April 21, 1948 – A gang of more than a hundred railroad workers begins laying tracks form the Illinois Central tracks across South Lake Shore Drive at Twenty-Eighth Street and into the grounds where the Chicago Railroad Fair is set to open on July 20.  A cut is made in the southbound lanes of the drive so that tracks can be laid with the northbound lanes tackled the following day.  Assurances are given that asphalt resurfacing of the road will "leave the drive as good as ever.” [Chicago Daily Tribune, April 22, 1948] Chicago’s Museum of Science and Industry organized the Railroad Fair “to celebrate the One Hundredth Anniversary of the Opening of the West in the United States, by holding an Exposition in Chicago, showing in Educational, Scientific and Graphic form the building and development of the Railroads of North America with a demonstration of their place and importance in the American Economy.”  [chicagology.com] The fair was originally supposed to run for just the summer of 1948, but it was so successful that the city brought it back for the summer of 1949.  Held on 50 acres of Burnham Park between Twentieth and Thirtieth Streets, the fair was planned in just six months and featured exhibits from 38 railroads and 20 railroad equipment manufacturers. During the two summers the fair ran, over 5.5 million people trekked to the lakefront to see the show.  The laying of the tracks across Lake Shore Drive is shown in the photo above.

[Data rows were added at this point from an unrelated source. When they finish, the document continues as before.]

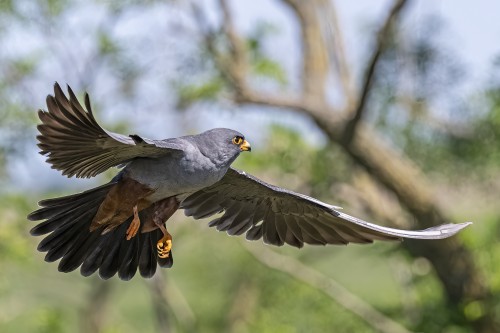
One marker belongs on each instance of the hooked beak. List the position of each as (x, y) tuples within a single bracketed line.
[(245, 146)]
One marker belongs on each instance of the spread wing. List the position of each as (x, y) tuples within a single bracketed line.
[(75, 144), (280, 216)]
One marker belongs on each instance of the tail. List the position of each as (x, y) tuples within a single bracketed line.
[(67, 221)]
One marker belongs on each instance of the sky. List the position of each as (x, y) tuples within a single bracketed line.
[(471, 31)]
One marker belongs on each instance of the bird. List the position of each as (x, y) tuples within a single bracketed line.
[(120, 227)]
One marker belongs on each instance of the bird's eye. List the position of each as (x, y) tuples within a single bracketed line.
[(237, 140)]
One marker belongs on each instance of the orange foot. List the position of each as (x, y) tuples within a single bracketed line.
[(164, 246), (134, 225)]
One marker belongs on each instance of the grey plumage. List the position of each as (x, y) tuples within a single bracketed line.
[(94, 229)]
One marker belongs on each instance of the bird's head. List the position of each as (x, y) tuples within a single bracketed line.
[(222, 145)]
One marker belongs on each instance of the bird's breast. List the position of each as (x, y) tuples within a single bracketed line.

April 21, 1901 – A huge iron tank breaks from its supports on the roof of the Galbraith Building on Madison Street and smashes through six floors to the basement.  Seven people are injured, none of them seriously, and all the glass on the Madison Street side of the building is broken.  Two crows are killed in the Slotkin Pet Store on the ground floor.  Fortunately, the accident occurs on a Sunday.  There was no warning, and if the tank had fallen on any other day of the week, casualties would have undoubtedly been far higher.  The tank had been installed a month earlier to supply water to the fire suppression system, and the water in the tank alone weighed almost six tons.  Harry Solomon, one of the fortunate souls who escaped the tank’s fall, said, “The thing was over before we could realize our peril.  A deluge of water and wreckage poured on us as we stood gazing into the great gap that had been cut through the floor not three feet from where I had stood.  I knew in an instant that it was the tank, as we had spoken of the danger of installing the great weight in the old building.  The whole building shook, and I thought there was no hope for us, but we rushed to the fire-escape to avoid going down with the floors.”  [Chicago Daily Tribune, April 22, 1901] In the above plate from Rand McNally's 1893 View of Chicago the Galbraith Building is #10 at the very top of the rendering toward the right corner.